Последним прозрением для меня в тот вечер стало то, что даже в компании новых друзей вероятность пасть жертвой собственного чревоугодия оставалась весьма высокой.

Мы сидели за столом около витрины с мясом и да, вы прочитали все правильно: ВИТРИНЫ С МЯСОМ. С этих мест открывается великолепный вид на первосортные куски мяса, так что можно просто указать пальцем на тот, который хочешь съесть. На троих мы заказали, наверное, фунтов двадцать стейков, которые нам принесли с тремя фунтами хрящей в придачу и несколькими томатами. Я поглотила примерно половину от этого и мгновенно стала завсегдатаем заведения «Tony’s». Каждый раз, когда я возвращалась в ресторан, я говорила им, что хочу сесть за мясной столик.

И хотя я всегда любила красное мясо, я обычно не вхожу в число тех хищных монстров, которые указывают поварам на понравившиеся куски плоти, прося их приготовить, а потом пожирают их, заедая помидорами. Но регулярное катание на лыжах пробудило во мне зверский аппетит. Я поймала свой ритм в Барилоче, а также узнала, что для поддержания его мне необходимо высококачественное калорийное топливо. Я не могу знать этого наверняка, но почти уверена, что именно «аппетит к жизни», который я продемонстрировала друзьям в тот вечер, стал причиной, по которой мы с Питом подружились.

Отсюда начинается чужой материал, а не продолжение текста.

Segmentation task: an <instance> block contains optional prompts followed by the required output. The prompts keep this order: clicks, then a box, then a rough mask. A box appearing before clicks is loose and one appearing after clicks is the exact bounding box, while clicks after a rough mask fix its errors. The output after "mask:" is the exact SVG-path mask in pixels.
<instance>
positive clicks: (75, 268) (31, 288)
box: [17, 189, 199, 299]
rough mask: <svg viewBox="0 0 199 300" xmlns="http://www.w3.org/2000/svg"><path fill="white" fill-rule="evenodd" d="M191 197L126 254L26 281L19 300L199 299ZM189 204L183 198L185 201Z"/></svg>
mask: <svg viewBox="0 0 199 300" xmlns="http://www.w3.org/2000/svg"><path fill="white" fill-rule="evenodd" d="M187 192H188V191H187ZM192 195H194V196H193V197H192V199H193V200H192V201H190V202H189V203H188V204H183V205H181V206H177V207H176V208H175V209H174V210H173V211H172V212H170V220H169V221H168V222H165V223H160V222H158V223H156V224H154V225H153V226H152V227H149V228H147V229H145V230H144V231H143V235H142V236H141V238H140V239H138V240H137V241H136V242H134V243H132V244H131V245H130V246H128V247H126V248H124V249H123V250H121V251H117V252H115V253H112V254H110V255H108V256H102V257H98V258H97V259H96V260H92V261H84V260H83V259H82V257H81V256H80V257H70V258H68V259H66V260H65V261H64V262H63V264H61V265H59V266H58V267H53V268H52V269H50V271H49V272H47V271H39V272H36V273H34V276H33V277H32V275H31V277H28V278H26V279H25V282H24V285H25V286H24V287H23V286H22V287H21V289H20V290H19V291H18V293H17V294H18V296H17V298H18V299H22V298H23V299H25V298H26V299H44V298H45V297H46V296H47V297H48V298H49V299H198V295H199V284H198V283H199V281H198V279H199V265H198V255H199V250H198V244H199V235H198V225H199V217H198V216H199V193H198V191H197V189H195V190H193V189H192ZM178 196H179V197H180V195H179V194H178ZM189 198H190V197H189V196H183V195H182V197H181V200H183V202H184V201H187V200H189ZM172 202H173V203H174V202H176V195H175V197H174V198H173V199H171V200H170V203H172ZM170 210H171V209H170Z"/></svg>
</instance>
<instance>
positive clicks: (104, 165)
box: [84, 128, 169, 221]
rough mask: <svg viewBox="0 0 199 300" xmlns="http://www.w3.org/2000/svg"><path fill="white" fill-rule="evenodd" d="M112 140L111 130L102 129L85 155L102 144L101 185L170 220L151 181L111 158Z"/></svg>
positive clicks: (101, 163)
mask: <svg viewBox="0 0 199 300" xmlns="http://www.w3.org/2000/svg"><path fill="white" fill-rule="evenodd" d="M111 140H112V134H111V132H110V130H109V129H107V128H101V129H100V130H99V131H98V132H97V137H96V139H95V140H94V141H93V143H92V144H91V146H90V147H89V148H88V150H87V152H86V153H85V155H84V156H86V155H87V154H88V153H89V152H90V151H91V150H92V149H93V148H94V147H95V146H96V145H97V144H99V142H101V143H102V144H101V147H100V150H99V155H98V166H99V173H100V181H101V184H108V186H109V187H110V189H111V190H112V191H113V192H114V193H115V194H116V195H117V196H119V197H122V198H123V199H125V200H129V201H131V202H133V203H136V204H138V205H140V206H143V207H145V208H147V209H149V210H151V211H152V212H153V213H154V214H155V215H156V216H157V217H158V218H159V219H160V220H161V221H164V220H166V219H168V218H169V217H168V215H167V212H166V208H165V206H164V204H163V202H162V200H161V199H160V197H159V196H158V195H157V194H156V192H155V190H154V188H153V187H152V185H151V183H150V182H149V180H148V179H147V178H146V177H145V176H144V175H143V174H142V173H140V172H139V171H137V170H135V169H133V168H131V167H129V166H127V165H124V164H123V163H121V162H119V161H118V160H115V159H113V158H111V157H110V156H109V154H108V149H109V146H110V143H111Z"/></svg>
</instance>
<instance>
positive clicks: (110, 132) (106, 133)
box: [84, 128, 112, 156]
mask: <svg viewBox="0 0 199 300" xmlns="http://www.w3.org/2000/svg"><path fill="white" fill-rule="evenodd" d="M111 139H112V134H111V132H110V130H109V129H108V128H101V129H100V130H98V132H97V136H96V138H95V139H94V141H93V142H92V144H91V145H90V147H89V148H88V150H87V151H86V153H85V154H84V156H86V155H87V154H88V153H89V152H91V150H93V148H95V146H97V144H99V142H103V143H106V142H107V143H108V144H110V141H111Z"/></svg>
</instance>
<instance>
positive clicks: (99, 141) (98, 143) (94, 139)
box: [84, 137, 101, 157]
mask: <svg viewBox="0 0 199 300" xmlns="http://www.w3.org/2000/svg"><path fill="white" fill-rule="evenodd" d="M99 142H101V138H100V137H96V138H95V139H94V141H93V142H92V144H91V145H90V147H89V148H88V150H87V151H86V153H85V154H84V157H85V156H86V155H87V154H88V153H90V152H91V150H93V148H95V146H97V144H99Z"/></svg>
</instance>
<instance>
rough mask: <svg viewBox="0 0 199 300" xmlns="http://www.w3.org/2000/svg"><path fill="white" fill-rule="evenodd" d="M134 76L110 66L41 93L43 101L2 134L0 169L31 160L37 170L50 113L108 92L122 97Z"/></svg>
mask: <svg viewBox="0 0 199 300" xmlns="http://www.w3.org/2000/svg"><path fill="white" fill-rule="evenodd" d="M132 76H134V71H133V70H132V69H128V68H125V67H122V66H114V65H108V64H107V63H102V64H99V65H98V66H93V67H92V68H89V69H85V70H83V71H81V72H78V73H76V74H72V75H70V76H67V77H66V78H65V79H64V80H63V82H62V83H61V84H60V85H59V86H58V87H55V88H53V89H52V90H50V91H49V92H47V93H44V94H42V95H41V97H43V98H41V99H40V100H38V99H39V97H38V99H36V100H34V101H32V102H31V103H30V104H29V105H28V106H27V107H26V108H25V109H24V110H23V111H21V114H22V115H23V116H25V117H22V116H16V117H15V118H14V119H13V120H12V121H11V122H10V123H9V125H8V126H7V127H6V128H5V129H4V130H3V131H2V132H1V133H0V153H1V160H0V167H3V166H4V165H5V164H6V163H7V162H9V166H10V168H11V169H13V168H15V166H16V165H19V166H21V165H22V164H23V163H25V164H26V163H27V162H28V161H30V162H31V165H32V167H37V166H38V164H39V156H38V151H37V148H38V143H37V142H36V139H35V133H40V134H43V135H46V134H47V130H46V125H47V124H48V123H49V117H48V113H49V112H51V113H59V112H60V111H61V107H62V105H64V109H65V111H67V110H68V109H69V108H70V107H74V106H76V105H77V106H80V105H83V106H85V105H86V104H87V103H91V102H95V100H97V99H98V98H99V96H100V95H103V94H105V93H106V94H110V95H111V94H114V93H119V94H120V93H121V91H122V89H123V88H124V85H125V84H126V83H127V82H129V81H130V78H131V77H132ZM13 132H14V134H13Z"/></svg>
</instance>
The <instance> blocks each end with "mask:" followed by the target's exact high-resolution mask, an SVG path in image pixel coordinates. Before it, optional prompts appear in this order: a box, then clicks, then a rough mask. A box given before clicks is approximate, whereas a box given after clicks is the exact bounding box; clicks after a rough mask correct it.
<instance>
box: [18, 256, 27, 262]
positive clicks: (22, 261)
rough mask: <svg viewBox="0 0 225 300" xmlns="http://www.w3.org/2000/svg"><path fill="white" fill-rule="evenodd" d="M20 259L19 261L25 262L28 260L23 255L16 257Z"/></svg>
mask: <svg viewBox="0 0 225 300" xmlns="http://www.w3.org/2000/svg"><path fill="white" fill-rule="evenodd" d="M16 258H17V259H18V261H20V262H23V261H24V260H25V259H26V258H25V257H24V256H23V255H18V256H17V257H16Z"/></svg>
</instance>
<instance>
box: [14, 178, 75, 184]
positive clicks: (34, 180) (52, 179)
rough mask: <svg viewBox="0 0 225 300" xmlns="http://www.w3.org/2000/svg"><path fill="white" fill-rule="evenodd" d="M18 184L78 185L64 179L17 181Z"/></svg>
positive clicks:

Мы с ним катались вместе почти каждый день на протяжении того месяца: с момента открытия подъемников утром и до их закрытия вечером. Бо́льшую часть времени мы проводили на Сьерро-Катедраль, большом курорте, расположенном примерно в тридцати минутах езды от Барилоче. Крис присоединялся к нам там примерно раз в неделю. У него была другая повестка дня – предполагавшее затворнический образ жизни и уединенное исследование гор, окружавших Катедраль.

Нам с Питом потребовалось всего несколько дней, чтобы выработать основную последовательность действий – которую мы в попытке полностью погрузиться в испанский называли нашей «рутин-о». Каждое утро я просыпалась в 7.20, делала завтрак, варила исключительно крепкий кофе и разогревала маленькие мышцы подошв ступней мячом для лакросса, который прихватила с собой как раз для этой цели. В 8.00 я хватала свой рюкзак, вешала себе на плечо лыжи и ботинки и шла за угол на автобусную остановку. Пит поджидал меня там, приветствуя мое появление широкой улыбкой и зажженной сигаретой, торчавшей из уголка рта.

«Доброе утречко, chica, – говорил он, а затем, указывая на сигарету, добавлял: – Раз уж мы в Аргентине».

Когда приезжал автобус, мы запихивали себя и свое снаряжение внутрь, где уже находилось человек пятьдесят, а то и больше аргентинцев, ехавших на работу, и горстка лыжников, направлявшихся на гору. Пока автобус трясся по дороге, наши умы занимала одна-единственная мысль: как бы остаться в вертикальном положении и удержать свои вещи. Но как бы мы ни старались, время от времени какой-нибудь элемент экипировки взлетал в воздух, словно в наших руках детонировала какая-то лыжная бомба. По приезде на курорт мы выгружались из автобуса и затем локтями прокладывали себе путь через толпу людей, собравшихся в кучу – вместо того, чтобы встать в очередь – у стартовой точки подъемника. В Южной Америке каким-то образом получается так, что толпа людей распределяется быстрее, чем организованная очередь.

У меня на самом деле очень неплохо получалось пробивать себе дорогу, поскольку я быстро поняла, что ключевой момент здесь – избегать зрительного контакта с другими людьми, притворяясь, будто тебе совершенно не жалко своих лыж, которые губило твое твердое стремление протащить их через любые препятствия на пути. Это было сродни тому, чтобы припарковаться в очень узком месте и даже глазом не моргнуть от того, что в процессе ты многократно притер машины по обеим сторонам от своей. К сожалению, в тот самый момент, когда мы так нуждались в проявлении ДНК Кита Ричардса, Питом овладела Кэрол Брэйди. И он вел себя слишком вежливо. Я всегда пробивалась в первые ряды, но лишь для того, чтобы потом ожидать Пита, прокладывавшего себе путь через толпу своими «пожалуйста» и «спасибо».